NBCUniversal is Proud to Celebrate Native American Heritage Month
November 20, 2017
William Jehu Garroutte, an enrolled citizen of the Cherokee Nation, was recently named as one of the eight 2017-2018 writers for NBC’s Writers on the Verge Program. The highly competitive Writers on the Verge program is a 12-week intensive that focuses on readying talent for a staff writer position on a television series. Participants are also given the chance to interact with industry players ranging from network executives to show runners and agents. Past participants have gone on to write for series including “The Blacklist,” “Marlon,” “Community,” “Burn Notice,” “Brooklyn Nine-Nine,” “White Collar,” “It’s Always Sunny in Philadelphia,” “Chicago Fire” and “Parenthood.”

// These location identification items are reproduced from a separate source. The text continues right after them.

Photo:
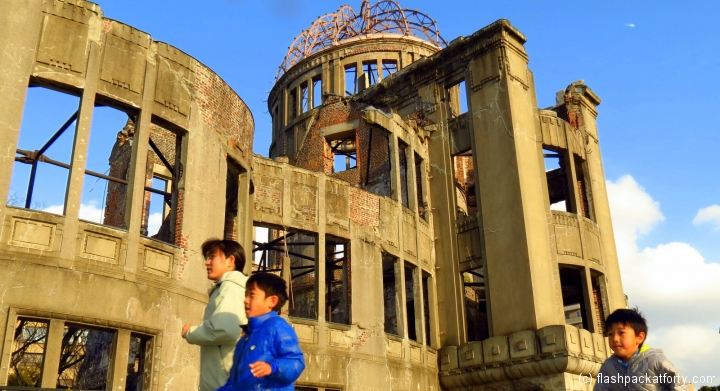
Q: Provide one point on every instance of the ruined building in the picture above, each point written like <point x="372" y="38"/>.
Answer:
<point x="436" y="228"/>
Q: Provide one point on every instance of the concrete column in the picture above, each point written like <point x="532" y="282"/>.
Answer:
<point x="136" y="177"/>
<point x="76" y="176"/>
<point x="451" y="329"/>
<point x="519" y="266"/>
<point x="118" y="369"/>
<point x="18" y="42"/>
<point x="588" y="102"/>
<point x="53" y="350"/>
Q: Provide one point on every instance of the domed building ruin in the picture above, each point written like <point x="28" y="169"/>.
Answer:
<point x="436" y="228"/>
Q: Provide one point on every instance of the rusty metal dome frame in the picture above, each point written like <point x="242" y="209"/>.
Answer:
<point x="386" y="16"/>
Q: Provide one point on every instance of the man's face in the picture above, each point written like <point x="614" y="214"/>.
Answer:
<point x="623" y="340"/>
<point x="218" y="264"/>
<point x="257" y="303"/>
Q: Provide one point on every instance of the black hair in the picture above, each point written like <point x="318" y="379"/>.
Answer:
<point x="629" y="318"/>
<point x="272" y="285"/>
<point x="228" y="247"/>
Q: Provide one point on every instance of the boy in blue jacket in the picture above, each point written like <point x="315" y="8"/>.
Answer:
<point x="268" y="355"/>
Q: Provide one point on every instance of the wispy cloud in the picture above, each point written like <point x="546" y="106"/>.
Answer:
<point x="710" y="215"/>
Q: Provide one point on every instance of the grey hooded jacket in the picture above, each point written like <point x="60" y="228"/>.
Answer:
<point x="648" y="370"/>
<point x="220" y="329"/>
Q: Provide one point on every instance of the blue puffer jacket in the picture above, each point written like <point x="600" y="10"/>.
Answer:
<point x="271" y="339"/>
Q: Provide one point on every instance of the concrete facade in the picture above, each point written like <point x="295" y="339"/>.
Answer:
<point x="419" y="174"/>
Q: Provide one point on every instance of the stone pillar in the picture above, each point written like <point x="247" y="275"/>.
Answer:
<point x="519" y="266"/>
<point x="18" y="42"/>
<point x="581" y="103"/>
<point x="76" y="176"/>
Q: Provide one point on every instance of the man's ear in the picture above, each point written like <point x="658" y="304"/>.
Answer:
<point x="273" y="301"/>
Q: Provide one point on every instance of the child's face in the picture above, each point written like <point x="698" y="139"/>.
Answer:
<point x="256" y="303"/>
<point x="218" y="264"/>
<point x="623" y="340"/>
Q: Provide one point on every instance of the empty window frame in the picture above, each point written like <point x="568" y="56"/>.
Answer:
<point x="476" y="311"/>
<point x="317" y="91"/>
<point x="390" y="295"/>
<point x="404" y="188"/>
<point x="412" y="313"/>
<point x="350" y="79"/>
<point x="376" y="162"/>
<point x="338" y="289"/>
<point x="85" y="358"/>
<point x="44" y="151"/>
<point x="427" y="281"/>
<point x="419" y="190"/>
<point x="28" y="352"/>
<point x="292" y="104"/>
<point x="370" y="69"/>
<point x="304" y="97"/>
<point x="389" y="67"/>
<point x="232" y="188"/>
<point x="161" y="178"/>
<point x="344" y="152"/>
<point x="557" y="180"/>
<point x="268" y="249"/>
<point x="457" y="99"/>
<point x="584" y="204"/>
<point x="107" y="167"/>
<point x="139" y="361"/>
<point x="573" y="294"/>
<point x="465" y="192"/>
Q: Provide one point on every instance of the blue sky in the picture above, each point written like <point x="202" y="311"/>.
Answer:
<point x="654" y="64"/>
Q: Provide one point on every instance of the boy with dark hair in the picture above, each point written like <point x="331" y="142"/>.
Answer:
<point x="635" y="366"/>
<point x="268" y="356"/>
<point x="224" y="314"/>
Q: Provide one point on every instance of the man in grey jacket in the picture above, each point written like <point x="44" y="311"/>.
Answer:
<point x="635" y="366"/>
<point x="224" y="314"/>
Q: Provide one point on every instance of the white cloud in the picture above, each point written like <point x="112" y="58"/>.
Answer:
<point x="672" y="284"/>
<point x="711" y="215"/>
<point x="89" y="212"/>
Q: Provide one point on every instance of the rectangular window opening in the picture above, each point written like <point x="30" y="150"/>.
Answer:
<point x="350" y="80"/>
<point x="404" y="196"/>
<point x="232" y="185"/>
<point x="85" y="358"/>
<point x="422" y="204"/>
<point x="376" y="162"/>
<point x="476" y="312"/>
<point x="317" y="91"/>
<point x="338" y="288"/>
<point x="292" y="104"/>
<point x="389" y="67"/>
<point x="28" y="352"/>
<point x="390" y="298"/>
<point x="465" y="195"/>
<point x="426" y="280"/>
<point x="302" y="249"/>
<point x="44" y="151"/>
<point x="410" y="309"/>
<point x="370" y="69"/>
<point x="556" y="180"/>
<point x="573" y="297"/>
<point x="104" y="197"/>
<point x="344" y="152"/>
<point x="458" y="99"/>
<point x="161" y="177"/>
<point x="268" y="249"/>
<point x="305" y="97"/>
<point x="139" y="359"/>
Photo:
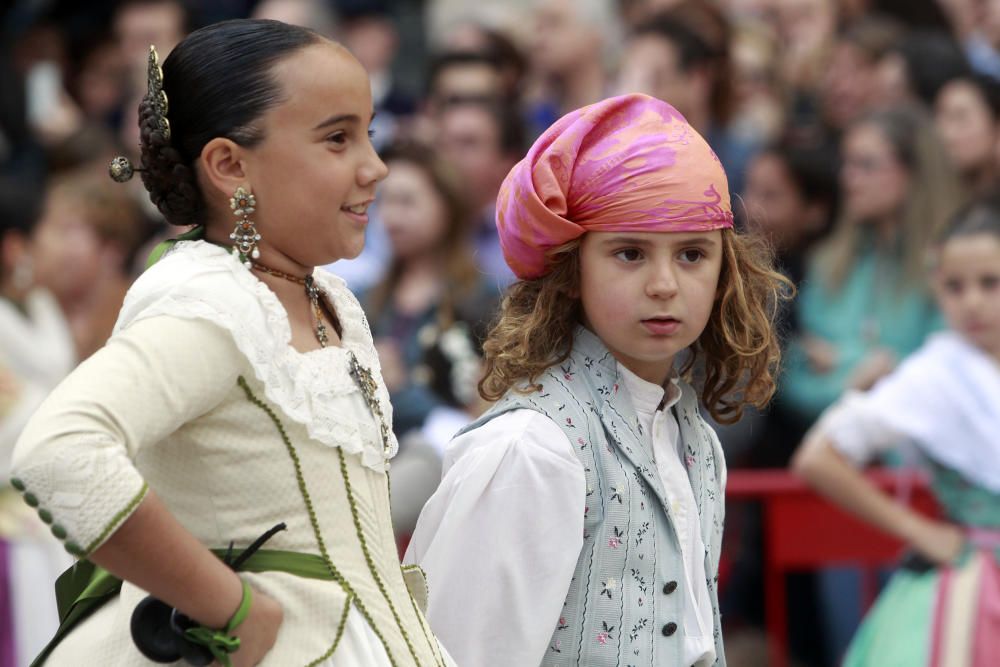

Prior to being named as a participant of the Writers on the Verge program, Garroutte participated in the Native American TV Writers Lab during the 2016 LA Skins Fest. In partnership with Comcast NBCUniversal, the LA Skins Fest aims to boost the careers of Native American writers by providing daily workshops, seminars and 1-on-1 mentoring.
In honor of Native American Heritage Month, Garroutte shared some of his experiences as a storyteller and emerging writer.
How do you approach storytelling?
My storytelling always comes from, and comes back to, character. I'll find a character that interests me, and then build a world and a story that will challenge them, ask them hard questions, and lead them to interesting answers.
What motivates you to write?
I need to write to make sense of the world. The same hard questions that I'm asking my characters, I'm asking myself. Through the lens of fiction, I'm able to wrestle with issues that keep me up at night, and find some answers that let me get to sleep.
What cultural value do you incorporate in your writing?
There are more than 500 indigenous nations in North America, and each of them are shaped by their traditions and histories. My stories tend to be steeped in history - personal, cultural, national. These histories influence the characters and the worlds; everybody is carrying their past, and often the pasts of their people, with them. The strength of groups and communities, of tribes, is a theme I come back to time and time again.
What challenges have you overcome as a writer?
One of the largest challenges I've overcome is a lack of formal education. I didn't go to college, and missed out on the instructional and networking opportunities that a formal education can provide. I learned to write by reading piles of scripts, pulling them apart, and trying to put them back together. It was a slow, clumsy process. I struggled with the confidence to write the stories I really wanted to – I feared I lacked the talent to do them justice. I wasn't exactly drowning in external validation.
What advice would you give yourself starting out as a writer?
If I could talk to younger me, I'd tell him to focus more on writing and less on "being a writer." I'd tell him that he doesn't need a glass of bourbon and a cigarette in the dead of night to "find inspiration." I'd tell him to get up every morning before sunrise and put in work. No, it isn't as glamorous or as cool. But it's a much better way to get pages and get better.
What is the significance of being selected as a participant of Writers on the Verge for you?
For somebody with as little industry experience as me, Writers on the Verge is an absolutely incredible opportunity. Everybody involved in this program, from the coordinators to the guest speakers, and even my fellow participants, has knowledge and experience that they are staggeringly generous in sharing. They take what was once a pipe dream and make it seem like a concrete, achievable goal. They push and inspire, and give actionable, tangible advice. I know this sounds hyperbolic, but I swear it's true: I learned things in the very first week of this program that I hadn't figured out in a decade of struggling on my own.